A documentary filmed about the Manchester Arena attack remembered the 22 victims, including Blackpool's Jane Tweddle, last night.
'Manchester: 100 Days After the Attack', which aired on ITV at 9pm, told the story of the attack by a suicide bomber on Ariana Grande's pop concert, which seriously injured a further 59 people.
Viewers heard from the families of those killed, and from some of those affected, three months after the atrocity.
Its powerful and emotional interviews and scenes drew praise on social media.
Professional boxer Anthony Crolla tweeted to his 158,000 followers: "Heartbreaking this on ITV. Can't even imagine what the families are going through. God bless them x"
And the NHS's Give Blood service said: "Love each other dearly always. There is scarcely anything else in the world but that: to love one another. #MCR100DAYS"
Jane, 51, was a receptionist at South Shore Academy. She was with a friend collecting the friend's child when the homemade bomb went off, fatally wounding her.
The mother-of-three was described as an 'incredible, strong, loving daughter' by her parents last week.

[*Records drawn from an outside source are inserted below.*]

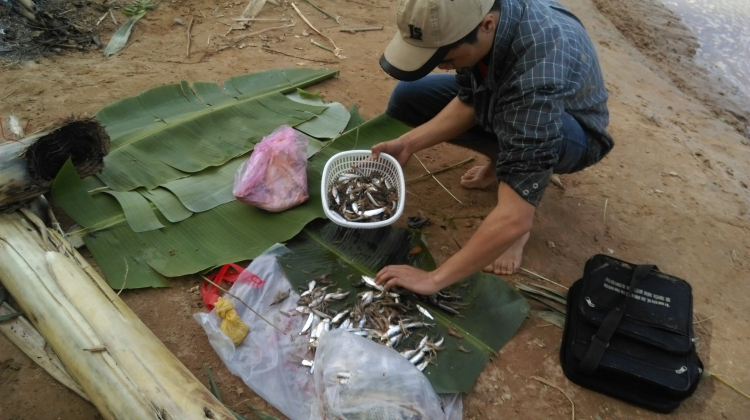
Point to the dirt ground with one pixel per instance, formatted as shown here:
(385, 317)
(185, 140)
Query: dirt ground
(674, 191)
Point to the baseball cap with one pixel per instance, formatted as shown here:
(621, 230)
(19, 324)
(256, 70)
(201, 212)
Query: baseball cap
(426, 28)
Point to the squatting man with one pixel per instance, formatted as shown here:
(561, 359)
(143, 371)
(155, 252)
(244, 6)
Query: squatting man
(528, 93)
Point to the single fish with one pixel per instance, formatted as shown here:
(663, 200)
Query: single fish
(425, 312)
(462, 348)
(371, 282)
(417, 357)
(281, 296)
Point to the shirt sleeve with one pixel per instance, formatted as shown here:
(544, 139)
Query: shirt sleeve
(528, 127)
(465, 91)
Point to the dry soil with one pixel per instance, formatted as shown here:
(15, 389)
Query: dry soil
(674, 191)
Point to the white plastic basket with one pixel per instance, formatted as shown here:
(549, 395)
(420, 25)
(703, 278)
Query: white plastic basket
(342, 162)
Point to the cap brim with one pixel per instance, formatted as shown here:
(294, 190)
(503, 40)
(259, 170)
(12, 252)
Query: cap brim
(407, 62)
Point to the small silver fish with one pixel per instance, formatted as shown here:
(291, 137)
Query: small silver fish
(417, 357)
(370, 213)
(425, 312)
(367, 297)
(339, 316)
(409, 353)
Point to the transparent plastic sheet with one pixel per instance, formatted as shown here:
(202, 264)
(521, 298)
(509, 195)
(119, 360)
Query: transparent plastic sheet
(274, 178)
(265, 359)
(358, 379)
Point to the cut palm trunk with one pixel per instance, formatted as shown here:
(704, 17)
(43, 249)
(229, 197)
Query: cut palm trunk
(117, 361)
(28, 166)
(21, 333)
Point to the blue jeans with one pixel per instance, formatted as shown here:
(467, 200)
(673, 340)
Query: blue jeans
(415, 103)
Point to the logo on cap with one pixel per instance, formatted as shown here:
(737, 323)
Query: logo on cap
(415, 33)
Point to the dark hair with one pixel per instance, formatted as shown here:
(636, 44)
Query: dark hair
(471, 37)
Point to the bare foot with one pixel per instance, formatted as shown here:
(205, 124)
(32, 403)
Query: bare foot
(510, 261)
(479, 177)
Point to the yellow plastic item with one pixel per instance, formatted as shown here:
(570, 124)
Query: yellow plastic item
(231, 324)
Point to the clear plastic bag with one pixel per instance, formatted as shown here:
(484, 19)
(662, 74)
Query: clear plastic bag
(358, 379)
(267, 361)
(274, 178)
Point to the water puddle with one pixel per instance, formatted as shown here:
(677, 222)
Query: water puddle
(723, 30)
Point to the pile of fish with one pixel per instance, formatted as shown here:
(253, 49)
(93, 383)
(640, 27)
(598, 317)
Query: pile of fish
(361, 198)
(382, 316)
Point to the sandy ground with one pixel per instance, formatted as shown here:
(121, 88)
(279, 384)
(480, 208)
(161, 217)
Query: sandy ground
(675, 190)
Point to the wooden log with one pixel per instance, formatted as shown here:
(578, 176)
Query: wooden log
(118, 362)
(28, 166)
(29, 5)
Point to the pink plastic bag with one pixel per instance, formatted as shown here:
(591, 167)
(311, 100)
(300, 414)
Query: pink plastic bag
(275, 176)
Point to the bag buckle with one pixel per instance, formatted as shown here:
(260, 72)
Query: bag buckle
(599, 340)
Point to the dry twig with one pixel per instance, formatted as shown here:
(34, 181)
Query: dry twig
(543, 278)
(436, 180)
(335, 18)
(125, 279)
(433, 210)
(336, 50)
(573, 406)
(355, 30)
(605, 211)
(704, 320)
(267, 49)
(11, 92)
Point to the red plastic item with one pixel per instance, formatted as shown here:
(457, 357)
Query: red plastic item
(210, 293)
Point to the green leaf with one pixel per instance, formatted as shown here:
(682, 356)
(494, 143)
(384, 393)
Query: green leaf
(120, 38)
(167, 203)
(261, 415)
(10, 316)
(137, 211)
(212, 385)
(172, 131)
(207, 189)
(228, 233)
(494, 312)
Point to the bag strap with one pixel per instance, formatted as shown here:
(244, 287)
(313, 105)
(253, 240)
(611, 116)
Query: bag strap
(600, 340)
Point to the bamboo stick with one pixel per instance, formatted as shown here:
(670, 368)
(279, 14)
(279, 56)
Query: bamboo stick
(123, 368)
(21, 333)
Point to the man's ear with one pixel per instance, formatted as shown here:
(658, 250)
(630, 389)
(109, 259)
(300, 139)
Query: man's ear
(489, 23)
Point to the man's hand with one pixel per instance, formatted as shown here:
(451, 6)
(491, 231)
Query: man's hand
(410, 278)
(453, 120)
(507, 222)
(396, 148)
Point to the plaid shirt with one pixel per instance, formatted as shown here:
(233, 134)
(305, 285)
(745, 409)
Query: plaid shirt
(542, 64)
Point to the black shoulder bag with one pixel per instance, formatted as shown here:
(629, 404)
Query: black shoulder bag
(629, 334)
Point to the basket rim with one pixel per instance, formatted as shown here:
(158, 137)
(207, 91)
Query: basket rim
(335, 217)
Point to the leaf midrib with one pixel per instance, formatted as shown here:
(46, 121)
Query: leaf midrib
(215, 109)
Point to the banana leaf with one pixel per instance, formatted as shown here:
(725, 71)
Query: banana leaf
(172, 131)
(227, 233)
(494, 312)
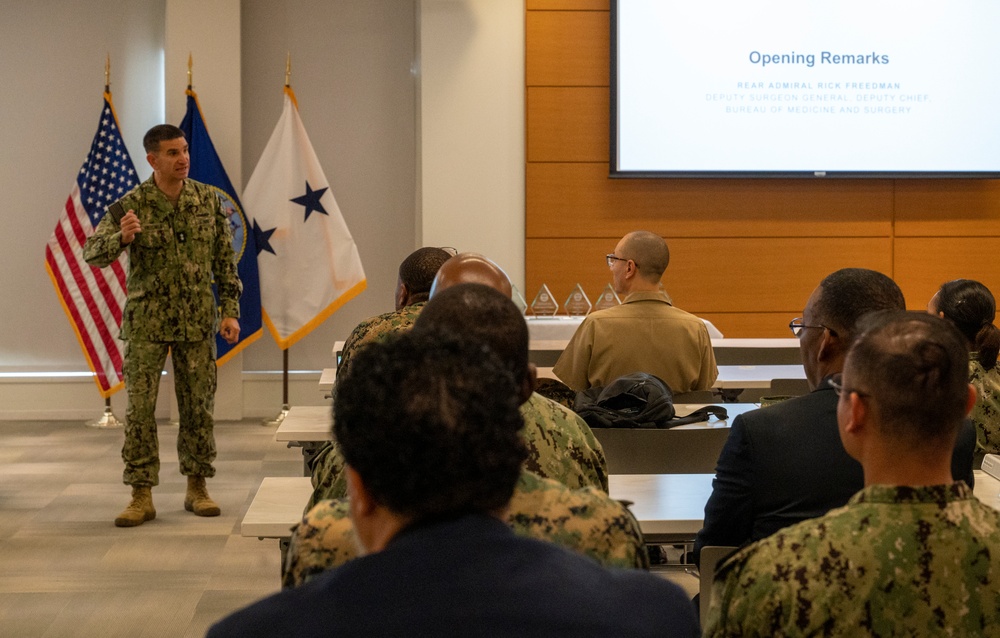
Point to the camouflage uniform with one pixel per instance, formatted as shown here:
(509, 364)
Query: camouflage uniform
(376, 329)
(986, 412)
(171, 305)
(585, 521)
(896, 561)
(561, 446)
(327, 464)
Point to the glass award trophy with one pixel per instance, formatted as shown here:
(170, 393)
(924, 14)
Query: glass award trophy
(577, 304)
(518, 299)
(544, 305)
(608, 299)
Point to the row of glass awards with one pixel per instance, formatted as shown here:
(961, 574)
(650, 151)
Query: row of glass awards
(576, 305)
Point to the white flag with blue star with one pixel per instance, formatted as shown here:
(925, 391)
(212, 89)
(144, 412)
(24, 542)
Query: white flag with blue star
(308, 261)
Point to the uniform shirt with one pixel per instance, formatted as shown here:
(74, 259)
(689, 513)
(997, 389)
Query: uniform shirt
(986, 412)
(376, 330)
(895, 561)
(561, 446)
(171, 263)
(586, 521)
(644, 334)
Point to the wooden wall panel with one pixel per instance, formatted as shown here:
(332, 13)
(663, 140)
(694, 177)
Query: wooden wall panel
(579, 200)
(567, 48)
(935, 208)
(567, 124)
(712, 275)
(746, 253)
(922, 264)
(568, 5)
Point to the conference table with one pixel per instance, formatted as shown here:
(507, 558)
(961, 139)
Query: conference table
(306, 427)
(669, 507)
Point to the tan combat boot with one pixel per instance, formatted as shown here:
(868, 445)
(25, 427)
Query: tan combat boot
(197, 499)
(139, 510)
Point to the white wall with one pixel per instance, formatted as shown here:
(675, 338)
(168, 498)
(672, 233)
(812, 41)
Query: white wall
(472, 128)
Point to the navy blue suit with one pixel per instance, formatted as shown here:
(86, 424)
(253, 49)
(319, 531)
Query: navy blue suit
(470, 577)
(785, 463)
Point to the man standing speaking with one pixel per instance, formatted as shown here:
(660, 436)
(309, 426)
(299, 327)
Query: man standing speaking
(178, 240)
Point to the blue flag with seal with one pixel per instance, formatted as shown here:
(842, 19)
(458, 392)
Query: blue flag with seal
(206, 167)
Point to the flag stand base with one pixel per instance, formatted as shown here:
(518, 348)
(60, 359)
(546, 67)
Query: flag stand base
(278, 419)
(108, 420)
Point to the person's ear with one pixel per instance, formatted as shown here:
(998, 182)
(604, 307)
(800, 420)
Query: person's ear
(529, 382)
(857, 414)
(361, 502)
(402, 295)
(970, 401)
(830, 346)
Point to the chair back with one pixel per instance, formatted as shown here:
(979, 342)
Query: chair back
(710, 558)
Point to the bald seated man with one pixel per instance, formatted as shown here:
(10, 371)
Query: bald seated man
(561, 445)
(471, 268)
(645, 333)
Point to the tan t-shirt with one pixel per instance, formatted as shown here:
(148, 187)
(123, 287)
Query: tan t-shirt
(644, 334)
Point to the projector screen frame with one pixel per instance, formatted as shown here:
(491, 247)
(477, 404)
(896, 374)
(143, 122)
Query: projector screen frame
(615, 172)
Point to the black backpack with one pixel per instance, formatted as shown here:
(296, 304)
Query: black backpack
(637, 400)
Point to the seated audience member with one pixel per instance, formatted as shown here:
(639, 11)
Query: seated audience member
(914, 553)
(561, 445)
(785, 463)
(430, 429)
(585, 520)
(645, 333)
(970, 306)
(413, 287)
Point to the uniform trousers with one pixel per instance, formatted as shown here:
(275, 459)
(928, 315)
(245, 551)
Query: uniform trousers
(195, 383)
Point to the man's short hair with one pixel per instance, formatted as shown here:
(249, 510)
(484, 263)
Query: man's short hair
(484, 314)
(851, 293)
(431, 424)
(160, 133)
(417, 271)
(650, 253)
(916, 368)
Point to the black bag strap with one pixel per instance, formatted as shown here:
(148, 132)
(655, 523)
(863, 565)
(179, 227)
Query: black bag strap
(699, 415)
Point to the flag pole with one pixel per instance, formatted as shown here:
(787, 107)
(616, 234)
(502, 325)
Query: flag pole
(108, 418)
(284, 392)
(284, 371)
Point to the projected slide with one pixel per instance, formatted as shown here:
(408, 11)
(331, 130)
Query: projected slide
(782, 86)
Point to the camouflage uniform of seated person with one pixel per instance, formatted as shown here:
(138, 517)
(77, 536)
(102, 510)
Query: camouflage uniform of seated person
(586, 521)
(413, 287)
(561, 445)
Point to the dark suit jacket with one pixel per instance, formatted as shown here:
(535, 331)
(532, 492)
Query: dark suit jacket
(785, 463)
(470, 577)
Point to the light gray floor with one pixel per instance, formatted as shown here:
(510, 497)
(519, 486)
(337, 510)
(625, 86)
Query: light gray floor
(66, 570)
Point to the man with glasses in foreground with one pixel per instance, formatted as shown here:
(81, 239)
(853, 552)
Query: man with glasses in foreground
(785, 463)
(913, 553)
(645, 333)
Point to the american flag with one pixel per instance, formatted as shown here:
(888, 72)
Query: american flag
(93, 298)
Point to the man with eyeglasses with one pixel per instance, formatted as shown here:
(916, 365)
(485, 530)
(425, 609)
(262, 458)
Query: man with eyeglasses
(913, 553)
(645, 333)
(785, 463)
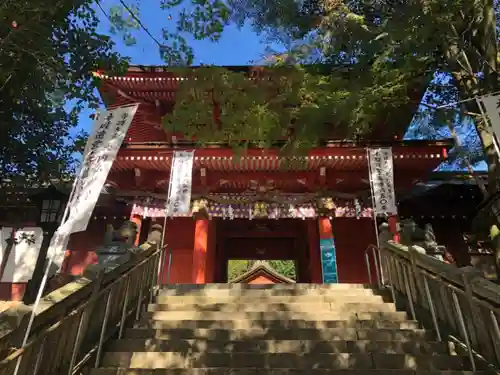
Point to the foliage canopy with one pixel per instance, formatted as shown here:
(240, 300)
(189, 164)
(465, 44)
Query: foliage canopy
(47, 55)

Alan and Margaret Tweddle, who live in Hartlepool, said: "To the world, Jane was simply one woman, but to us, her daughters, her family and those closest to her, she was the world.
"Jane’s legacy is her family and will live on through her daughters, her brother and everyone she inspired and touched in her life."
Jane's daughters Harriet Taylor, Lily Taylor, and Isabelle Taylor has previously said: "There are no words for how we feel - our mum was every part of us.
"She is our strength, our laughter, our inner warrior, our kindness and our compassion.
“Forever we will hold on to those traits for it is our mum who instilled them in us.
“If you knew our mum well enough you’d know she didn’t have the greatest luck in the world, and we think back to that night and if only she had one second of luck on her side we wouldn’t be writing this.
“But then we thought maybe our mum was the only person who was strong enough to have all this bad luck and to keep on going, keep on smiling, to keep on helping other people, going out of her way to make sure everyone around her was smiling.
“Our mum never gave up on smiling and being happy. Our house was full of laughter and love - mum was always going out of her way to make sure us girls were happy, even if she had a bad day she’d still put all her effort in to crack a smile out of us.
“She’d pull the oldest tricks in the book to get us laughing, pretending someone was pulling her from the other side of the door with her own arm and going crossed eyed was her favourite.
“She was our mum, our best friend, our everything. “She taught us everything we know, raised us and she was the light of our life and it’ll never be as bright without her.
“She will always be with us, the three of us together are our mum and we will do our best in life to make her so proud.”
Saffie Roussos, Georgina Callander, and Michelle Kiss were the other victims of the attack from Lancashire.
This morning, more tickets were released for a benefit concert which will mark the reopening of Manchester Arena.
The venue will open its doors for the first time since the May 22 terror attack on September 9, with the We Are Manchester concert.
Tickets for the event sold out after going on sale earlier this month, but organisers said more tickets were due to go on sale at 9am today.
Stand-up comic Russell Kane has been announced as the host for the night, which will feature performances from Noel Gallagher's High Flying Birds, The Courteeners, Blossoms, Rick Astley and Pixie Lott.
All profits from the event will go towards the Manchester Memorial Fund, a charitable trust set up to raise money for a permanent memorial for victims of the attack.
Tickets for the benefit concert cost £25 and £30 plus booking fee.
They can be booked at www.eventim.co.uk or by calling 0844 847 8000 and at www.ticketmaster.co.uk or by calling 0844 844 0444.